National Archives releases Watergate ‘road map,’ a possible template for Mueller

After 44 years, anyone can read the document that led to the impeachment of President Richard Nixon.

The National Archives released Wednesday the long-sealed “road map” report that was sent to the House Judiciary Committee containing the evidence against President Nixon.

The “Sirica road map,” named for then-Chief Judge John J. Sirica of the D.C. District Court, who approved the creation of the findings and the sending of them to lawmakers, was first filed under seal from the public 44 years ago. Prosecutor Leon Jaworski sent the report with the findings to Congress, which provided evidence concerning Nixon’s associates breaking into Democratic National Committee offices and the cover-up thereafter that became known as the Watergate scandal.

Four petitions were filed requesting the document be made public, because petitioners say the document could offer special counsel Robert Mueller guidance as to whether or not make his findings in the Russia election meddling investigation public. There are historic parallels, the petitioners say, to the current probe.

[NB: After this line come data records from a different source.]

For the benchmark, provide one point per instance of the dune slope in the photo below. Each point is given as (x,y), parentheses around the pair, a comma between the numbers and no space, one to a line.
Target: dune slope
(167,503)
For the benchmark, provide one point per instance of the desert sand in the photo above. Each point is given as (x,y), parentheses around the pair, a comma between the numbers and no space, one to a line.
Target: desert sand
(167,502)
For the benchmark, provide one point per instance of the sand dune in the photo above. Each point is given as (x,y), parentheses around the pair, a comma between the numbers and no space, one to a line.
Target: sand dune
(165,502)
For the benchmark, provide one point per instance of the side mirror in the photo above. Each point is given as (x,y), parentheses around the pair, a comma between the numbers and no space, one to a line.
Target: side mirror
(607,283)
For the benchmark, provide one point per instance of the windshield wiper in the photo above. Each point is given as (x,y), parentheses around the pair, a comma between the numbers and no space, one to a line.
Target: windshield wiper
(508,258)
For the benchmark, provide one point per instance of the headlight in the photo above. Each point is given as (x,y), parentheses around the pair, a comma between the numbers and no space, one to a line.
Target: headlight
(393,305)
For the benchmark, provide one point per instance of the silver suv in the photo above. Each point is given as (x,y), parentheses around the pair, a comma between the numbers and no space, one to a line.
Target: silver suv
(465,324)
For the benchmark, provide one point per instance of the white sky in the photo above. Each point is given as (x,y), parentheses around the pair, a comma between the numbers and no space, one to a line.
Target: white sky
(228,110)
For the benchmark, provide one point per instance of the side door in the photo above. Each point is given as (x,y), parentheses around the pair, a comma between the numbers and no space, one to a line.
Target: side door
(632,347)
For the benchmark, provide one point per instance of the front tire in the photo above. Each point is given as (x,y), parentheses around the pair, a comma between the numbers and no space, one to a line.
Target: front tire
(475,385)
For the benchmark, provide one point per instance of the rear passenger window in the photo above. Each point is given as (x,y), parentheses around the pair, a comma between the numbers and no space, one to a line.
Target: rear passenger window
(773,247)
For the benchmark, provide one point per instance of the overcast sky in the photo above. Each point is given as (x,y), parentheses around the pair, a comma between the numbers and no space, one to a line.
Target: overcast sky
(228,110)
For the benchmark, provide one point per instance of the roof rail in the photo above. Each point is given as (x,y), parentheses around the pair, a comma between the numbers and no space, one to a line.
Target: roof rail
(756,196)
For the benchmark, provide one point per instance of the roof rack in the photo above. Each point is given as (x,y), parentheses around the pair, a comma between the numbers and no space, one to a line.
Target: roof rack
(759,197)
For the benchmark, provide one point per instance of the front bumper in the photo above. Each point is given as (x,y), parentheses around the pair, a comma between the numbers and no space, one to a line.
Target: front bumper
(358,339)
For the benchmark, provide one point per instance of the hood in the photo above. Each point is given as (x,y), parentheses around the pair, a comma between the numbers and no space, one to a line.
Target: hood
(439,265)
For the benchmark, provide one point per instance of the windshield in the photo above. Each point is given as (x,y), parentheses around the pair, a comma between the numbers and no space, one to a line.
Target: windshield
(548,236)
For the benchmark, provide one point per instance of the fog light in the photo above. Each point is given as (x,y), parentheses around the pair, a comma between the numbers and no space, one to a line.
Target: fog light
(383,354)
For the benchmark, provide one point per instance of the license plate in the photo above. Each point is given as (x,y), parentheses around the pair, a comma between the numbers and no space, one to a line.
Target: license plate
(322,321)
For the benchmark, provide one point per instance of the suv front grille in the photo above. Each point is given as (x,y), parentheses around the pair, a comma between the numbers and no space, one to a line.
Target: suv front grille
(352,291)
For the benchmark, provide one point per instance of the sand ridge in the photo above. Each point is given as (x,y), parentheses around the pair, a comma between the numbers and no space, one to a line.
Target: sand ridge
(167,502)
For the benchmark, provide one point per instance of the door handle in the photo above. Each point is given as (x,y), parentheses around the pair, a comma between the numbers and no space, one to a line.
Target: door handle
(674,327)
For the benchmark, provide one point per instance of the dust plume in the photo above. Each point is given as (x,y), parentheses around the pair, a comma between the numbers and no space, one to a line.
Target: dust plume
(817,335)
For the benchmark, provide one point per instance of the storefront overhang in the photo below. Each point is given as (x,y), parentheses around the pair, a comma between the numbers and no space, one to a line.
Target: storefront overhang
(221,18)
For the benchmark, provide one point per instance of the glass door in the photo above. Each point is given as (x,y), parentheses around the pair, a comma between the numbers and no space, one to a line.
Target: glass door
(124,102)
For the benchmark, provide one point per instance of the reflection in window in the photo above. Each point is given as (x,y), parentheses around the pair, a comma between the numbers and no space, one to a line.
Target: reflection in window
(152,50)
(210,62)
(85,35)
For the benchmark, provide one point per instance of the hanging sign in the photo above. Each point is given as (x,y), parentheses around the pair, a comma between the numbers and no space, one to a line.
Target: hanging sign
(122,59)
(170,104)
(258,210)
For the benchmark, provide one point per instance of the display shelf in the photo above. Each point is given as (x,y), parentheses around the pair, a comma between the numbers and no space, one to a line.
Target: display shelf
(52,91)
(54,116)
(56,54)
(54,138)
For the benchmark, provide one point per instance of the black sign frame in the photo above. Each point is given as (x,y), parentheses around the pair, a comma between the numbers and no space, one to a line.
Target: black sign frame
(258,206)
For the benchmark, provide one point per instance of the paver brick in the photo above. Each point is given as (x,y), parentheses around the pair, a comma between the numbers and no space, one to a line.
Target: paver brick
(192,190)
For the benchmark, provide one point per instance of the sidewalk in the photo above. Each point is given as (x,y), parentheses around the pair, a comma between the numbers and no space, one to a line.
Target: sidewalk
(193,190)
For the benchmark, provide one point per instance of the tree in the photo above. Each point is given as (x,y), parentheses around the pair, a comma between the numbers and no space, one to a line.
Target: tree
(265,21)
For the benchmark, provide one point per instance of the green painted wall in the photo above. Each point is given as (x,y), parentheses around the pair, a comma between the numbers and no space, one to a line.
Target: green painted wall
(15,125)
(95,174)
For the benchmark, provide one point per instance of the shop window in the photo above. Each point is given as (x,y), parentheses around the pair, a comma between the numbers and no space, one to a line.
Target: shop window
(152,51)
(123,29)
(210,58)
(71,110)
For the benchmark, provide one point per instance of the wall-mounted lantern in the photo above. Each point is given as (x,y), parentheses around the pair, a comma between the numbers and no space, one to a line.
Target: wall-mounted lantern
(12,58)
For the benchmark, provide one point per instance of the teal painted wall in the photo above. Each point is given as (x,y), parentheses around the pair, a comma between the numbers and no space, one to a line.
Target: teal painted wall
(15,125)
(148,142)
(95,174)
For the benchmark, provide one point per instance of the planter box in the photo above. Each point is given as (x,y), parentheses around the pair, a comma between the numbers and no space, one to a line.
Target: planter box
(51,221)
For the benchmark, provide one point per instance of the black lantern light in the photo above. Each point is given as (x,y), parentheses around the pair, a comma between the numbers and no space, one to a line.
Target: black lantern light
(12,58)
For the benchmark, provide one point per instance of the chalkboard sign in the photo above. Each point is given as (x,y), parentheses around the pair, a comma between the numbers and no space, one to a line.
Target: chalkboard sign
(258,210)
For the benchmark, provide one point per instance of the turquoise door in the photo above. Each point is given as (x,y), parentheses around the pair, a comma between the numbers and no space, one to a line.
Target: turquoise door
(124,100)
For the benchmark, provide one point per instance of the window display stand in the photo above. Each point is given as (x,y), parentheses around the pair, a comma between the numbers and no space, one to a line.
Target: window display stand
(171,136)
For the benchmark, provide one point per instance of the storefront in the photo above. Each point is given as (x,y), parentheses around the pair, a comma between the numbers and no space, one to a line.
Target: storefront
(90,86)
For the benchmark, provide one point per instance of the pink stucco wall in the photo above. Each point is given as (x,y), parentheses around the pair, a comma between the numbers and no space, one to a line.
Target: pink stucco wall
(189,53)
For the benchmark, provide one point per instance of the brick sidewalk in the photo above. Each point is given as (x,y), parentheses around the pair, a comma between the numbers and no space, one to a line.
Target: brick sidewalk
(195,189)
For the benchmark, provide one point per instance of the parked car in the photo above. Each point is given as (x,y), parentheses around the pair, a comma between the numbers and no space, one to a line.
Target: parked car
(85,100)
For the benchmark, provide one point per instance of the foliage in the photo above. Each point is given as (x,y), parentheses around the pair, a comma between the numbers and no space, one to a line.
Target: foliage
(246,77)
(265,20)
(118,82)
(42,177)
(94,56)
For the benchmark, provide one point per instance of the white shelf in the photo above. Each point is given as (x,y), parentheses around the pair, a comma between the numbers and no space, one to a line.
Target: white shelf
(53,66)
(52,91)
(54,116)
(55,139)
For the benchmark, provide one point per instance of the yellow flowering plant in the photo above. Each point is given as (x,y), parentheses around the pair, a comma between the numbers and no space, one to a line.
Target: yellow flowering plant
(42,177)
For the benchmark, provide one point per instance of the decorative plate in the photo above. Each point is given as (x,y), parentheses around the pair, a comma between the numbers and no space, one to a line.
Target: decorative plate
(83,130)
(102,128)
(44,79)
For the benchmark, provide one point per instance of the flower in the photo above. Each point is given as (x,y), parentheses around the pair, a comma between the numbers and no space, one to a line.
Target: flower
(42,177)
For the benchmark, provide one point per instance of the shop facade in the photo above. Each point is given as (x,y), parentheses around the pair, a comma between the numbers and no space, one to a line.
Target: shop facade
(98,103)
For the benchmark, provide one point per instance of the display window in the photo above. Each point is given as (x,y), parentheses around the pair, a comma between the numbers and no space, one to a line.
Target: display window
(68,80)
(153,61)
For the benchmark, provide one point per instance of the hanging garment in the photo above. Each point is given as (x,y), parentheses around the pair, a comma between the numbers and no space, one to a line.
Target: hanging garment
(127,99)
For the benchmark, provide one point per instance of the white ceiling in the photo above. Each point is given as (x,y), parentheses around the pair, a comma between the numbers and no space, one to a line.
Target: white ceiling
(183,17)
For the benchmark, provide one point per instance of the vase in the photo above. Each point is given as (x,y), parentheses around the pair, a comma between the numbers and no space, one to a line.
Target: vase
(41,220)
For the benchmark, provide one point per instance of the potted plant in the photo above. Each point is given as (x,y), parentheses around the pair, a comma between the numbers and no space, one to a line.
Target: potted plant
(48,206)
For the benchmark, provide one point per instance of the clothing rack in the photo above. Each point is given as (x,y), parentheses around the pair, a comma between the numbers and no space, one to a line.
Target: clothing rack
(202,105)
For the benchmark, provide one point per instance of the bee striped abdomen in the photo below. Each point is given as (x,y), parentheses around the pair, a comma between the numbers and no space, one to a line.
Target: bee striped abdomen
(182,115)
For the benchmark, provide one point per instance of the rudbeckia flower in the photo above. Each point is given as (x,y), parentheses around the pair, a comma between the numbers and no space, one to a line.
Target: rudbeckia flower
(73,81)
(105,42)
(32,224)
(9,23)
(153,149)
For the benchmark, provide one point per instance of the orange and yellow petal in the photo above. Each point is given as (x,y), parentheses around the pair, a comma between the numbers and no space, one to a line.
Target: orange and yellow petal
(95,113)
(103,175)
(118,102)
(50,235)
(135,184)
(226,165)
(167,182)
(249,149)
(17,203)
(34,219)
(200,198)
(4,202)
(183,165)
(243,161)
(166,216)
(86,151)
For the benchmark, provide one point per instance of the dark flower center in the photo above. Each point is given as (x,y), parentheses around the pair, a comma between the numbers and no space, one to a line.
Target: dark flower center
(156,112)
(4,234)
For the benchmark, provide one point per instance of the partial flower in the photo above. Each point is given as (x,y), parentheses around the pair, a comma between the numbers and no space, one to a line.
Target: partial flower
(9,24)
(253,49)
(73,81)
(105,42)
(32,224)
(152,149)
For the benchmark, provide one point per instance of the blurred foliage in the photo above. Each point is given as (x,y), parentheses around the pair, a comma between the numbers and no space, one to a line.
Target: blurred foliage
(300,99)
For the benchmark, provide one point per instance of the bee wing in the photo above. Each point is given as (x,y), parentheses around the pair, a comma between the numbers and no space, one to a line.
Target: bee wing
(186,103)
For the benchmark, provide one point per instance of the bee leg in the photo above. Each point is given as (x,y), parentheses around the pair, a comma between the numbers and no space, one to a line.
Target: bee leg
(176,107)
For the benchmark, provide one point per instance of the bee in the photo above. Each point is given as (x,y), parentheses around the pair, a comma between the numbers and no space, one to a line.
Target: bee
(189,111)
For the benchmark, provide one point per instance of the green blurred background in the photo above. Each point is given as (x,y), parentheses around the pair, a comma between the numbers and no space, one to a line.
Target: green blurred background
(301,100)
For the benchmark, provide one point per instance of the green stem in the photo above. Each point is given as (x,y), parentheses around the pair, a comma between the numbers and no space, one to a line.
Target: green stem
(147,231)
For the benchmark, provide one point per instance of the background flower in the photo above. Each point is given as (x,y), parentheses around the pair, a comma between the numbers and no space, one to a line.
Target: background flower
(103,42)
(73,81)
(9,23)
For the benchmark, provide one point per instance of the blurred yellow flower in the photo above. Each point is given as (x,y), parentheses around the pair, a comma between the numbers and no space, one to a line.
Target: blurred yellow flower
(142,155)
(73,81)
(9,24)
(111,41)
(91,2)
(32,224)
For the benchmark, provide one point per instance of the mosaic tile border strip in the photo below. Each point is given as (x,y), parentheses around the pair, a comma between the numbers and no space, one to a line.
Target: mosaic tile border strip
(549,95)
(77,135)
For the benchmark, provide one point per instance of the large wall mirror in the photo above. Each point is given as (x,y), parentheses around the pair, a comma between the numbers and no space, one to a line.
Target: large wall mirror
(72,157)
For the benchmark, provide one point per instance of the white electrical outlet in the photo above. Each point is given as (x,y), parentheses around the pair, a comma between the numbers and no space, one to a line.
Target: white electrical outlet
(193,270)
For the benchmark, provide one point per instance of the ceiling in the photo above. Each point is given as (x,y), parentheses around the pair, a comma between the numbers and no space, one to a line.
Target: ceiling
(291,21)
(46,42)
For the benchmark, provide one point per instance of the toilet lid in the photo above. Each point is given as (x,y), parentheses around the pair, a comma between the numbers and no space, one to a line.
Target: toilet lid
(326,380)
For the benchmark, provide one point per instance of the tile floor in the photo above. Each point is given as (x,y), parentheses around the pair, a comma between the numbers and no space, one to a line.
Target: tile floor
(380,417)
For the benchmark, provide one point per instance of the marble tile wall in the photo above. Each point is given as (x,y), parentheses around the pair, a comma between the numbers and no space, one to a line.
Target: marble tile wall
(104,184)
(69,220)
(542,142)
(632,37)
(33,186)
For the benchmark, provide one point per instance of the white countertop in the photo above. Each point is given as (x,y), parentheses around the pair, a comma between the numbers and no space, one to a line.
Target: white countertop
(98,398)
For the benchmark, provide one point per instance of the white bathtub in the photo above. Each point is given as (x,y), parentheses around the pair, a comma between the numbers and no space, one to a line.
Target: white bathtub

Deana El-Mallawany, the attorney for one of the groups that that filed suit to petition for the Watergate document’s release, said “the road map is a critical historical precedent for ensuring that the facts uncovered in special counsel Mueller’s investigation become public and serve as the basis for whatever accountability is necessary. Our democracy depends on it.”

The report is a two-page summary describing the allegations against Nixon and his associates, followed by 53 numbered statements and 97 supporting documents including interviews and tapes. The substance of the report has been public for many years, but how it was conducted was under seal. Chief Judge Beryl A. Howell of the D.C. District Court ordered the National Archives and Records Administration to release the report with limited redactions.

Stephen Bates, a Las Vegas professor who co-wrote the Kenneth Starr report concerning President Bill Clinton’s impeachment, tried to study the report when he was the prosecutor in 1997, but the National Archives told him it was not publicly available.

Bates said the report sets a precedent for how to conduct investigations, which go through the House of Representatives, in an interview to the Washington Post.

“If Mueller could say, ‘We have structured this report the way Leon Jaworski did in 1974, and Judge Sirica approved it,’ that might be persuasive in this case,” he said.

Jaworski wrote in his 1976 memoir, “There were no comments, no interpretations and not a word or phrase of accusatory nature. The ‘road map’ was simply that—a series of guideposts if the House Judiciary Committee wished to follow them.”